What roughly is your balance of sales between digital, physical, incidentals?
We've only just begun to introduce a digital offer, so as a proportion of sales, they're minimal, with vinyl and CD (all new, we don't sell second hand) being the bulk. However, as we increase the digital offer, we expect its share of sales to rise, proportionately. Very soon, we'll also be rolling-out our Rough Trade Card, which allows customers of our London stores to automatically enjoy download copies of the physical items they purchase in-store. Our tills marry the offline purchases with the customers online account, creating a seamless multi-format, multi-channel offer. It's a world-first, developed by us, something we expect to prove very popular when we introduce into the US later in the year.
What kind of incidentals do you sell?
It varies from store to store. As for NYC, you'll soon find out, it's just a few months until we open.
What is the status of the Williamsburg branch of Rough Trade that we’ve been hearing about in "Waiting for Godot"terms?
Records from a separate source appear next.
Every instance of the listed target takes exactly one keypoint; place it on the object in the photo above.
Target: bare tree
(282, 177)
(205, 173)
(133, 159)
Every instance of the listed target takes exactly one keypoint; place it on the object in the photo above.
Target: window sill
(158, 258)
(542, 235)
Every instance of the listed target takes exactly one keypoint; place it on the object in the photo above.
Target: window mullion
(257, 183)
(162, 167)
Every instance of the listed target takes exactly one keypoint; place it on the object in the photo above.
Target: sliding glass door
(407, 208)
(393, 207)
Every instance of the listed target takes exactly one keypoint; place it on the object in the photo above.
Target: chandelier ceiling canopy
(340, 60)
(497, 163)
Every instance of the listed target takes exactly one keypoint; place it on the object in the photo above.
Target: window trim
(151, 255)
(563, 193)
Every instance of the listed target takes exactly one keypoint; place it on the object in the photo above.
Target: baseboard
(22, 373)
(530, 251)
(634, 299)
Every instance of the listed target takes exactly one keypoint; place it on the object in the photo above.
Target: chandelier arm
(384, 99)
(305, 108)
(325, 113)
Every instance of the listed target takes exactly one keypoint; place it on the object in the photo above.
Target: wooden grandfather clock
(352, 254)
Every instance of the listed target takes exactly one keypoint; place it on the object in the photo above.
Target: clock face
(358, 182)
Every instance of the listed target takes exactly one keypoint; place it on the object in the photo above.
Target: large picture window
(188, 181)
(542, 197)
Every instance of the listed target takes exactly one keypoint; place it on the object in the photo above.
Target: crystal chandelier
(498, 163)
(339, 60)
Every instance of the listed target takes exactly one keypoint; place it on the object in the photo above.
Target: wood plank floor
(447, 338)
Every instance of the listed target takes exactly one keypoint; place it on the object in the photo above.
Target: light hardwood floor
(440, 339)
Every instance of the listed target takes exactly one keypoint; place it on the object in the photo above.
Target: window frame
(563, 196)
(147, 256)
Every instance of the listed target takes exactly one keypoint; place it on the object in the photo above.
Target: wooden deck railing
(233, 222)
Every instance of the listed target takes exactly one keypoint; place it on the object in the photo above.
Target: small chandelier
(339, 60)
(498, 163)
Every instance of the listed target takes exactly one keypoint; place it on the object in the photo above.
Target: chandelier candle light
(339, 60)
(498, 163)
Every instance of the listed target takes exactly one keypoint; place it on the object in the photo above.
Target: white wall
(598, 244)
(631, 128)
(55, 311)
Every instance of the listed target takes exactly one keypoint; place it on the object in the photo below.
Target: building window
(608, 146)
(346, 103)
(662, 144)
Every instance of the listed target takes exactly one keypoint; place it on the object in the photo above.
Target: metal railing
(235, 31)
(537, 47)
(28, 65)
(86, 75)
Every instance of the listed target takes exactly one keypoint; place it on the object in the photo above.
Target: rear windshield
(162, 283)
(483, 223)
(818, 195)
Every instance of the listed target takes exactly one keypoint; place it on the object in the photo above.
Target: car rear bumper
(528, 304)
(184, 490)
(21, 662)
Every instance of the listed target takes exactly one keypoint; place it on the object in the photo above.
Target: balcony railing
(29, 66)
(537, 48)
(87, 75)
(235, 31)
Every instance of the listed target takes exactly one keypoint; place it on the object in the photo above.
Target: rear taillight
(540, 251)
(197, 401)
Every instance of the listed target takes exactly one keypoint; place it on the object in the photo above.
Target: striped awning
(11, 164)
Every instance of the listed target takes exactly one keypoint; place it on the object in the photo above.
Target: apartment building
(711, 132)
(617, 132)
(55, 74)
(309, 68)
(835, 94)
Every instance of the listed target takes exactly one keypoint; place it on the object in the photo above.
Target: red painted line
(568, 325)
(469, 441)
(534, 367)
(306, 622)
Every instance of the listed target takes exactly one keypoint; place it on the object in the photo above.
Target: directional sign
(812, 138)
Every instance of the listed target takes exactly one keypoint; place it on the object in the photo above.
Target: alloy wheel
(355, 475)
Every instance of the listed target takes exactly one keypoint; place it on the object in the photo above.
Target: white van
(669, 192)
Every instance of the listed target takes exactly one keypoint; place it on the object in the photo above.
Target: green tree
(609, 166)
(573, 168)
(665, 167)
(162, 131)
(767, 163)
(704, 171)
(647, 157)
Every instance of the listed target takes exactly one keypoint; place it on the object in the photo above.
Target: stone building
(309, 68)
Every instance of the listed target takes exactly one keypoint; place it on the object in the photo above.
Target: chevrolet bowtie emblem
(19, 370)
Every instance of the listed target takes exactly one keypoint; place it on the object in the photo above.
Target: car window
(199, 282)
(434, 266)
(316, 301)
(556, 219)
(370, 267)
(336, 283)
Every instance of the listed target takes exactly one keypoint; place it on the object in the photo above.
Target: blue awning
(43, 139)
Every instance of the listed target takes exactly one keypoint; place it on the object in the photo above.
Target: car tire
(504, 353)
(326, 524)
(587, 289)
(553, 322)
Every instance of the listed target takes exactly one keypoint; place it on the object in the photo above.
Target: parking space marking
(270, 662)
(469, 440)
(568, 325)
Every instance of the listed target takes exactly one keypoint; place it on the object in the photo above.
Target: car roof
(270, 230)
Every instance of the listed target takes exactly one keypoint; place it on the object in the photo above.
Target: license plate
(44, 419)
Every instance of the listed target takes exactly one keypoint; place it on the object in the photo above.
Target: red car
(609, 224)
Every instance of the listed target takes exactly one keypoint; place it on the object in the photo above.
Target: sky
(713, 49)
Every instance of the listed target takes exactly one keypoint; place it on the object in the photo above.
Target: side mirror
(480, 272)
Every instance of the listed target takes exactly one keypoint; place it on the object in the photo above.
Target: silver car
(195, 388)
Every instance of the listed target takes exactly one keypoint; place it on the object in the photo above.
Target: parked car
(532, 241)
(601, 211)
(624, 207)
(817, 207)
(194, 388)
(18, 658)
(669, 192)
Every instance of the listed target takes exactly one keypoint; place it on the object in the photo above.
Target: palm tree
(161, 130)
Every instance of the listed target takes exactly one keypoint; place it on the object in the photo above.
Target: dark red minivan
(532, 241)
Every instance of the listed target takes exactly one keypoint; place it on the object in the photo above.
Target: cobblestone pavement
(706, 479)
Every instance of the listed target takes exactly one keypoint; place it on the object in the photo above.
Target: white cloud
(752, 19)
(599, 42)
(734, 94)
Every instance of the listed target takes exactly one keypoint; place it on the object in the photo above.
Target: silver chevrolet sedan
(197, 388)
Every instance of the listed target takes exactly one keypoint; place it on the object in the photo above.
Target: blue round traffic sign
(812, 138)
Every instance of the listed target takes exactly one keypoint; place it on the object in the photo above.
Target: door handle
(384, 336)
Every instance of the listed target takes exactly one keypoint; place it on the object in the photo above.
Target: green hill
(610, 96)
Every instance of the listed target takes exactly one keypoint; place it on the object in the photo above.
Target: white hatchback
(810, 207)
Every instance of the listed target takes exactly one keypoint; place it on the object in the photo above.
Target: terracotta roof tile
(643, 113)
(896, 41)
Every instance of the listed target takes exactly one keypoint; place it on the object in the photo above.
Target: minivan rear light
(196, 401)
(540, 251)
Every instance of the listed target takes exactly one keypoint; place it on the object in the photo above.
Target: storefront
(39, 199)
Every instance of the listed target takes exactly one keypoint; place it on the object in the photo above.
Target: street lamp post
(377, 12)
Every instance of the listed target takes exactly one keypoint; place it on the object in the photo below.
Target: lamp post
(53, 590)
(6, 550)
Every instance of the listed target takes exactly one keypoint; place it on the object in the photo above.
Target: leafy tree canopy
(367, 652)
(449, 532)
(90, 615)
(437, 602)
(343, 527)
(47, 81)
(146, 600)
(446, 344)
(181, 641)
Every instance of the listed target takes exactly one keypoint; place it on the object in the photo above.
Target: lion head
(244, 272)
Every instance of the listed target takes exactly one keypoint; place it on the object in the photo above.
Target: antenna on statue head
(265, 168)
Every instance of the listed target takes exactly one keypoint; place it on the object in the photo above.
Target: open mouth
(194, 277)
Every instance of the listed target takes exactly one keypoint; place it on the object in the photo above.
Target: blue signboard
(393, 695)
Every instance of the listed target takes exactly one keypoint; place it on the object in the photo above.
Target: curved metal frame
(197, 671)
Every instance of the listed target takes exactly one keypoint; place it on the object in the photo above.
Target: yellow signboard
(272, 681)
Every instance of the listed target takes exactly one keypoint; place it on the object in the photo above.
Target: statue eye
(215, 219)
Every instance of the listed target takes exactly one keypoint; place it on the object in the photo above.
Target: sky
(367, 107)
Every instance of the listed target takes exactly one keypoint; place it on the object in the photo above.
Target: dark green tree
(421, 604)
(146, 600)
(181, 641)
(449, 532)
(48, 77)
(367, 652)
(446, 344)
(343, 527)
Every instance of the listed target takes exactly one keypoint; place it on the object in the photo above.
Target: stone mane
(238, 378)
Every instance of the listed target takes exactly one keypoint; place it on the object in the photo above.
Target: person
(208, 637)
It's been a few years since we decided W'burg was our next store location. I can verify that the spirit of 'Cripplebush' (old Brooklyn town) lives on, with swamp-like bureaucracy making settling a wearisome, crippling task. Having said that, I'm pleased to say the end is now in sight, and we expect to open toward the end of the summer, start of fall. We've done a lot of work already, but there's an intense final phase left to go. One thing that has kept us going has been the affection, excitement and support we've received by everyone who's so far been involved and party to the project, from our local Community Board, right up to the Majors office.
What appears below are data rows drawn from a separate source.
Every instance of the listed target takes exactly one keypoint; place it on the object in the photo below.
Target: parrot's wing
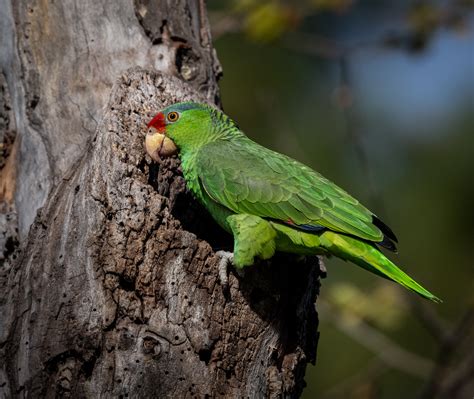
(248, 178)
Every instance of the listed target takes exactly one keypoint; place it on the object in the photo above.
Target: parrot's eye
(172, 116)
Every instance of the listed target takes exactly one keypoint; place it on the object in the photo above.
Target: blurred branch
(444, 376)
(426, 314)
(345, 101)
(378, 343)
(373, 370)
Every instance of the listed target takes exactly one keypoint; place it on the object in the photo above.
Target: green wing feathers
(248, 178)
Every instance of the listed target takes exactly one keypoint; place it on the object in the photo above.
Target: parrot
(268, 201)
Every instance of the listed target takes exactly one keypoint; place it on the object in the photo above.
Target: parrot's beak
(158, 145)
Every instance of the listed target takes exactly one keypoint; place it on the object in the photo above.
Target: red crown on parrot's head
(158, 122)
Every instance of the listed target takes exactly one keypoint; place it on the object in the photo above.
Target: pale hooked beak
(159, 146)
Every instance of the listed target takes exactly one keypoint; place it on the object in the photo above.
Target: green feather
(267, 200)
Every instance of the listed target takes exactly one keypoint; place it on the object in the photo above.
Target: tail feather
(371, 259)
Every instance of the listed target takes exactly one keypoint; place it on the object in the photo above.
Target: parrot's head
(179, 127)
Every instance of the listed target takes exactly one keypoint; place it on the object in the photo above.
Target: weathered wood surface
(115, 289)
(112, 297)
(60, 60)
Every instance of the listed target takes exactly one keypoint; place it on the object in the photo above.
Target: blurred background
(378, 96)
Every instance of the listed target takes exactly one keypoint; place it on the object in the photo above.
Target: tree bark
(115, 290)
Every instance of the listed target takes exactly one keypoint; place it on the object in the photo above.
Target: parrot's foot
(225, 258)
(322, 266)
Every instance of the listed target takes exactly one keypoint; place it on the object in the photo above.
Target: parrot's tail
(371, 259)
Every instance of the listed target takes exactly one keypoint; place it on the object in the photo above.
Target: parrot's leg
(253, 236)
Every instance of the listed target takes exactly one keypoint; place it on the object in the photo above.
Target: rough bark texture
(115, 290)
(60, 60)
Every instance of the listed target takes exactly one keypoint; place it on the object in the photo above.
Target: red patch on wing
(158, 122)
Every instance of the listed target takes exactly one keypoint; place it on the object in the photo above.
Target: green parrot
(266, 200)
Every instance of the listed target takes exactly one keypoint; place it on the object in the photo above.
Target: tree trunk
(115, 290)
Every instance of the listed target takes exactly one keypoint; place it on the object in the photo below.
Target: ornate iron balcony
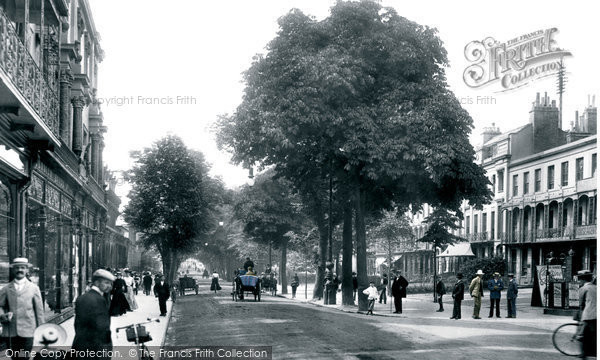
(26, 76)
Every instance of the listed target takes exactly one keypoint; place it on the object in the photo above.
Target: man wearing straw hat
(476, 291)
(22, 309)
(92, 317)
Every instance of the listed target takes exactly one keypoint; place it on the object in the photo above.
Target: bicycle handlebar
(135, 325)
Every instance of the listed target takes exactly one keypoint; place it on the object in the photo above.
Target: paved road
(304, 331)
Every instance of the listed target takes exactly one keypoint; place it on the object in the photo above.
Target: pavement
(305, 329)
(422, 306)
(147, 308)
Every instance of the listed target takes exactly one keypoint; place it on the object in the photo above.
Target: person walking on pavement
(511, 296)
(440, 290)
(295, 284)
(458, 294)
(162, 292)
(354, 285)
(119, 304)
(373, 294)
(495, 285)
(587, 312)
(23, 310)
(476, 291)
(92, 317)
(399, 291)
(248, 263)
(383, 293)
(147, 283)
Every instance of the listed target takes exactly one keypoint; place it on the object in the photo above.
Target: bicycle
(566, 340)
(137, 334)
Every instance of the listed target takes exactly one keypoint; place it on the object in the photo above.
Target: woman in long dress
(214, 285)
(119, 304)
(129, 293)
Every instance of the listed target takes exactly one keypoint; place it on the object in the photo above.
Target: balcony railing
(585, 230)
(26, 76)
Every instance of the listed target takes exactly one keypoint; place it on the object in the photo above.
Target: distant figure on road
(248, 263)
(147, 283)
(295, 284)
(476, 291)
(373, 294)
(440, 290)
(495, 285)
(588, 309)
(162, 292)
(511, 296)
(458, 294)
(214, 285)
(354, 285)
(383, 293)
(399, 291)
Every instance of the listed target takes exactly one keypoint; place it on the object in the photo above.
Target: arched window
(5, 221)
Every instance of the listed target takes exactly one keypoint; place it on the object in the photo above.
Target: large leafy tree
(167, 200)
(361, 95)
(268, 210)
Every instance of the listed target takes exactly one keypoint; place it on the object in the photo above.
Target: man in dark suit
(147, 283)
(458, 294)
(92, 317)
(399, 291)
(162, 292)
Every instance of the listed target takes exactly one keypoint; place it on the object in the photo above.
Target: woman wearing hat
(119, 304)
(458, 294)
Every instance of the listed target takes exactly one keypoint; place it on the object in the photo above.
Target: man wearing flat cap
(587, 313)
(22, 309)
(511, 296)
(495, 286)
(92, 317)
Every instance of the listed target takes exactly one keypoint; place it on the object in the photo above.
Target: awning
(459, 249)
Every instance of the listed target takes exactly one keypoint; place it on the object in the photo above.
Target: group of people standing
(399, 286)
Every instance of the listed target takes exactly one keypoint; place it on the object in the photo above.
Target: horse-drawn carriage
(246, 285)
(187, 283)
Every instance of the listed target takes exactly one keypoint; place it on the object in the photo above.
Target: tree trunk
(323, 237)
(347, 288)
(283, 270)
(361, 250)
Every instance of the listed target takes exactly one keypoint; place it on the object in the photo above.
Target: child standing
(373, 294)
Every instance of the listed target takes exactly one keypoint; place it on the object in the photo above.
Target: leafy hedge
(488, 265)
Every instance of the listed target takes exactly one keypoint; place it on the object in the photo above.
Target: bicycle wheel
(564, 340)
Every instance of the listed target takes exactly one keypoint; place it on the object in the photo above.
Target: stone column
(100, 162)
(546, 220)
(95, 156)
(575, 212)
(66, 79)
(78, 104)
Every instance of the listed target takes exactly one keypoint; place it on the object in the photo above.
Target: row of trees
(355, 114)
(351, 123)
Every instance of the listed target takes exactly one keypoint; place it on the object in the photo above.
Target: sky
(174, 67)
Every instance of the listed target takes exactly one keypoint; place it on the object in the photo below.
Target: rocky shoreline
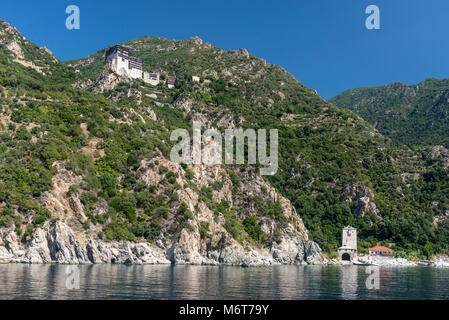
(437, 262)
(56, 243)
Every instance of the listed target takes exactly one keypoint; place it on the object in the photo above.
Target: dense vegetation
(415, 114)
(322, 149)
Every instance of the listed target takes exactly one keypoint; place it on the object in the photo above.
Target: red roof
(380, 248)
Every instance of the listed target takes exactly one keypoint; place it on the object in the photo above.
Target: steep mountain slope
(85, 166)
(86, 179)
(413, 114)
(334, 167)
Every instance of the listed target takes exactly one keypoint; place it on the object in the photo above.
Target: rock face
(65, 241)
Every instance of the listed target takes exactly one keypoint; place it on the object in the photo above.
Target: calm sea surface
(19, 281)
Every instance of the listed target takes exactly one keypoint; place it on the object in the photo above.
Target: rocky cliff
(63, 240)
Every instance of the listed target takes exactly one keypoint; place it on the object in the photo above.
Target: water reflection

What will the new store feature?
The past, present and future of music retail, served up steaming hot, with an aroma of excitement that wafts across not just the East River, but across the continent.
What about food and a venue that we've been hearing about?
There are plenty of exciting features, details of which we'll release as we approach opening. Follow @roughtrade for updates.
What's your take on Williamsburg's Sound Fix closing on Record Store Day?
When you glance at the flotsam and jetsam of store closures, music or otherwise, the words of the great American essayist, John Burroughs, come to mind: "a man can fail many times, but he isn't a failure until he begins to blame somebody else." That may seem harsh, but success more often than not comes from recognising the opportunity in difficulty.
What's your advice for people looking to get into music retail?
To anyone considering a vocation in music retail, spare a moment to marvel at Pieter Bruegel's The Fall of Icarus, the subject of W.H.Auden's wonderful poem Musee des Beaux Arts. The subversive implication behind it being that if you don't like the history that's given to you, get on with creating your own.